Agreement for UK Minority Ethnic Clergy to Participate in House of Bishops
Plans to elect clergy of UK Minority Ethnic or Global Majority Heritage backgrounds to serve on the House of Bishops have been agreed in what is hoped will be a “catalyst for change” towards making the leadership of the Church of England more representative.
Under the scheme, which has just been approved by a Committee of the House, there would be at least 10 UKME/GMH people taking part in meetings of the House – either as existing members or new “participant observers” – later this spring.
The House of Bishops – which is both part of the General Synod and a body in its own right – is made up of the most senior bishops in the Church, including all of the diocesan bishops and some elected suffragans.
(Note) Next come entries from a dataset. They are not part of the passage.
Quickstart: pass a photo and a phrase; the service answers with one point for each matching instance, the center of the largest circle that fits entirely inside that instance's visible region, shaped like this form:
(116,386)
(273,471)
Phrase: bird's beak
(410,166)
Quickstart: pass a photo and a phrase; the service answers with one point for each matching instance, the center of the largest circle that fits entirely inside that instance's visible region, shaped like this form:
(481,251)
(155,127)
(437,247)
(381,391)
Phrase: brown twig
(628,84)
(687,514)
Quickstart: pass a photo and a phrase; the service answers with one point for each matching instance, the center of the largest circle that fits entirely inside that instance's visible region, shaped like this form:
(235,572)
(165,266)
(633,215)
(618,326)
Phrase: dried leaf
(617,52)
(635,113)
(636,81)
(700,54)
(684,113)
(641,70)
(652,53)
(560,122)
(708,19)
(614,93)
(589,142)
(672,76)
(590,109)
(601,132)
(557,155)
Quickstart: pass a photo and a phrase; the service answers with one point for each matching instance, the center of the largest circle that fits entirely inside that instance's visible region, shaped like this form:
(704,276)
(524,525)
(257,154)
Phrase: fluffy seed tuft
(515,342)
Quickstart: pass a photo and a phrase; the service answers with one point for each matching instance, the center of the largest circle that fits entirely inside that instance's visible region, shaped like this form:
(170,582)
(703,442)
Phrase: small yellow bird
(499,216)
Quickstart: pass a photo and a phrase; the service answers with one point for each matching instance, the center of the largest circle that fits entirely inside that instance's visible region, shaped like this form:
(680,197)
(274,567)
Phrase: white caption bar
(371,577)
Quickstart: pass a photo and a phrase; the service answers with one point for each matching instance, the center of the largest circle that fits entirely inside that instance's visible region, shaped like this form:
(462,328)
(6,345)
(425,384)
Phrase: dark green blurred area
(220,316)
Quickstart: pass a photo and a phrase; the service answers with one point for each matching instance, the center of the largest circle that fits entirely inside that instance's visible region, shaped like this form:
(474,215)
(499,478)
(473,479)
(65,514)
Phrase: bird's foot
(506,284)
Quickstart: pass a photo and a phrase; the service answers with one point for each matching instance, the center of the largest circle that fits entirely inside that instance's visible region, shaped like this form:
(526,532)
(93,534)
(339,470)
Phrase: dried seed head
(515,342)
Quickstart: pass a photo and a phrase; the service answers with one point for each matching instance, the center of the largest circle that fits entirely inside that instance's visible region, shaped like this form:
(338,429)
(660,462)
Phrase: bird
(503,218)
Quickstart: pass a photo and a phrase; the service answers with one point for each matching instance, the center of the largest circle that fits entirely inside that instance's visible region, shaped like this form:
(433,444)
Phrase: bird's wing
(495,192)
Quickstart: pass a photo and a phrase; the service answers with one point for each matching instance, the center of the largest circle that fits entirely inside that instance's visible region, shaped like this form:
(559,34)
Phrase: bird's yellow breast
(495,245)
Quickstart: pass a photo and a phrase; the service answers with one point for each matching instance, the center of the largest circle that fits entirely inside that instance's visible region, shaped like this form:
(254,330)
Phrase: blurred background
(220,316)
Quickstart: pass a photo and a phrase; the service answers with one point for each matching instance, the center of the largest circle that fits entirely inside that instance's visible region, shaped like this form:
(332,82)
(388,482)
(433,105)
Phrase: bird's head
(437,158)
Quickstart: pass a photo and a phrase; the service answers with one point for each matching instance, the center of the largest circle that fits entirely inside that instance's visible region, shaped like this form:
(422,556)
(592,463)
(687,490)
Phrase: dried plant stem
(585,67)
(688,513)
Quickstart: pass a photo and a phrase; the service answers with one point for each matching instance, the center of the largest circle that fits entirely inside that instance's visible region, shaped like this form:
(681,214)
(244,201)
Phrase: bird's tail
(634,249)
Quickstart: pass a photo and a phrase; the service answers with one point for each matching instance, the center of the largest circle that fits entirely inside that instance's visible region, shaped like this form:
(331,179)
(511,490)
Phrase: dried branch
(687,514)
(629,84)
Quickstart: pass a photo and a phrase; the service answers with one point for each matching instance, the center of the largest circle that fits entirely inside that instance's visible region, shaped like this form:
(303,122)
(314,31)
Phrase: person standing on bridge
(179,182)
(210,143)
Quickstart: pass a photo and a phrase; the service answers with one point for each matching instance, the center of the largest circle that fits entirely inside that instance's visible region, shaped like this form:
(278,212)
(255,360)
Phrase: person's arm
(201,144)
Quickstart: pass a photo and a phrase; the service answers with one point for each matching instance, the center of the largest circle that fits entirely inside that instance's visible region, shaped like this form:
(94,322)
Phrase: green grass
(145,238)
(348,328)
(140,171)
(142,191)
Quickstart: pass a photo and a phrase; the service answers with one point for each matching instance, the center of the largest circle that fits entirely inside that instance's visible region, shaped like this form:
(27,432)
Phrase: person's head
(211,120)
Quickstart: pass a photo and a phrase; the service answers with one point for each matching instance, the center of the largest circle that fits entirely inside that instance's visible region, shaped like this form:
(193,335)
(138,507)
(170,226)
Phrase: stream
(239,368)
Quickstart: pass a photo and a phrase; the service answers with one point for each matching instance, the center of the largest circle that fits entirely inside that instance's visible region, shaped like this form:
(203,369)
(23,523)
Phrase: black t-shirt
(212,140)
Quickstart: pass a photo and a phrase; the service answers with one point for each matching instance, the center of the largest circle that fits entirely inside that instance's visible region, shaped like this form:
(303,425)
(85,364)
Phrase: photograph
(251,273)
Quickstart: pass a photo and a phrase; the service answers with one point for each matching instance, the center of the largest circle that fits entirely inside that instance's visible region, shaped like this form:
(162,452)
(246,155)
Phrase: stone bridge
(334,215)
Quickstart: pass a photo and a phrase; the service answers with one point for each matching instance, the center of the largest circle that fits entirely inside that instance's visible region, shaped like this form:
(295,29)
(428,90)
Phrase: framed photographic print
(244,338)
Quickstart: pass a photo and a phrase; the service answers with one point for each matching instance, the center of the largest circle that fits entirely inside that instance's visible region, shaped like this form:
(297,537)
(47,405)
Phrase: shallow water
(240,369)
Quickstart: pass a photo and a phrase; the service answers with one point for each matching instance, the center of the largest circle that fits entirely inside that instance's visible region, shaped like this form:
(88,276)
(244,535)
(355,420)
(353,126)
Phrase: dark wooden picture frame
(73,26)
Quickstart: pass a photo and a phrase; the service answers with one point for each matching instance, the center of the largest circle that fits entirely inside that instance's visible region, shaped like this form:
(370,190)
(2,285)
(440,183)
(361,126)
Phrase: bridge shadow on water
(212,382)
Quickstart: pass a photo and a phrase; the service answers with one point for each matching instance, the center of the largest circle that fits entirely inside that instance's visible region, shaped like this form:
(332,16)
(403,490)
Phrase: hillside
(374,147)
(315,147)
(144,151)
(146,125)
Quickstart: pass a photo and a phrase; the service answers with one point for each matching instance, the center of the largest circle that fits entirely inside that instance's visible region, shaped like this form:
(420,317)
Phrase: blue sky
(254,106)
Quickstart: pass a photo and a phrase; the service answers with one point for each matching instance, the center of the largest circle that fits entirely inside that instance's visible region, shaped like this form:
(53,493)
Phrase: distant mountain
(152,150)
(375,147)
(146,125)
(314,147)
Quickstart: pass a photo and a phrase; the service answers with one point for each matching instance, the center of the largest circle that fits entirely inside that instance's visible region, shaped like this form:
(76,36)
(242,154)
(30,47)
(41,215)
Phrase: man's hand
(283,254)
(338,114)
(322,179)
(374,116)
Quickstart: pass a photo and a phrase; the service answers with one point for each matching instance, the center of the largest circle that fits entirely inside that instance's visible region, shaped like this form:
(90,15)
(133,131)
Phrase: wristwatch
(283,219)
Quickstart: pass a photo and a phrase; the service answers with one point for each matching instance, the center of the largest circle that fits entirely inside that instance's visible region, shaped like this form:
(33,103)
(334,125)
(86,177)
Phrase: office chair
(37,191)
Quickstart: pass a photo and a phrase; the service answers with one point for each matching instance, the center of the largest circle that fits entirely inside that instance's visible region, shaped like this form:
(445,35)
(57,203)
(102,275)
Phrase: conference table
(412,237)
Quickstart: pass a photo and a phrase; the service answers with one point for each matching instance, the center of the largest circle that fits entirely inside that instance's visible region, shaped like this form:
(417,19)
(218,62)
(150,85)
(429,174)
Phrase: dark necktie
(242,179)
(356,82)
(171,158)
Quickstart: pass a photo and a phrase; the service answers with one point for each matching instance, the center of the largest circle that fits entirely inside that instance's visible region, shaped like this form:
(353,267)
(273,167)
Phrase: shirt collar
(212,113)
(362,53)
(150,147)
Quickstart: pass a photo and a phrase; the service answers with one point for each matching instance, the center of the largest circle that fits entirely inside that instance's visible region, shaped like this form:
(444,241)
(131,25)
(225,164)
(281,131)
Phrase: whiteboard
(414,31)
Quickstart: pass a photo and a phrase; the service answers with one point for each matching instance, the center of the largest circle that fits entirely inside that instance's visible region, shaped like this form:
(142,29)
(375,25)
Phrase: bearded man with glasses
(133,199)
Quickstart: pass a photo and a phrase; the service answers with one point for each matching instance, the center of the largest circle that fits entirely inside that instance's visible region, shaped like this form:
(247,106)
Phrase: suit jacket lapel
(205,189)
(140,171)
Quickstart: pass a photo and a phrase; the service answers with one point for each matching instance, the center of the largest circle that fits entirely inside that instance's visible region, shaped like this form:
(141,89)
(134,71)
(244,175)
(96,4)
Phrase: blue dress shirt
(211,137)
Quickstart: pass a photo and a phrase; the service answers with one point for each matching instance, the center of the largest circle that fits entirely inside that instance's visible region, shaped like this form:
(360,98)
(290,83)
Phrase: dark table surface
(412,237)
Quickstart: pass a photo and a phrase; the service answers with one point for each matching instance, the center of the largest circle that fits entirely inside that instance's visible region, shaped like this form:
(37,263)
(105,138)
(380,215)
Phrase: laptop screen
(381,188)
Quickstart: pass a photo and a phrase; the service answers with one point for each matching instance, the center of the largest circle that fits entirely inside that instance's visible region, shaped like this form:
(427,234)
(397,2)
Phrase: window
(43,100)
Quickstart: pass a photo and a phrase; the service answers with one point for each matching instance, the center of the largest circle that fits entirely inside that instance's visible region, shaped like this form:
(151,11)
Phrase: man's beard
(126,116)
At present there are just four UKME/GMH bishops in the House, out of 53 places. Under the plans, the House will ensure that at least 10 can be present, either as members as of right; as suffragan bishops appointed as participant observers, or as priests elected as participant observers.
In addition to the four existing UKME/GMH members of the House, the plan will involve three further suffragans (two of whom were recently nominated as bishops) being invited to join the House as participant observers.
There would also be three priests elected by serving UKME/GMH clergy.
Further details on the nomination process will be announced shortly. It is expected that the process will be complete by May.
The idea of participant observers in the House of Bishops was recommended in From Lament to Action, the report of the Archbishops’ Anti-Racism Taskforce, which was published in April last year. It was based on temporary provision introduced in 2013 under which women first took part in meetings of the House ahead of legislation opening the way for female bishops.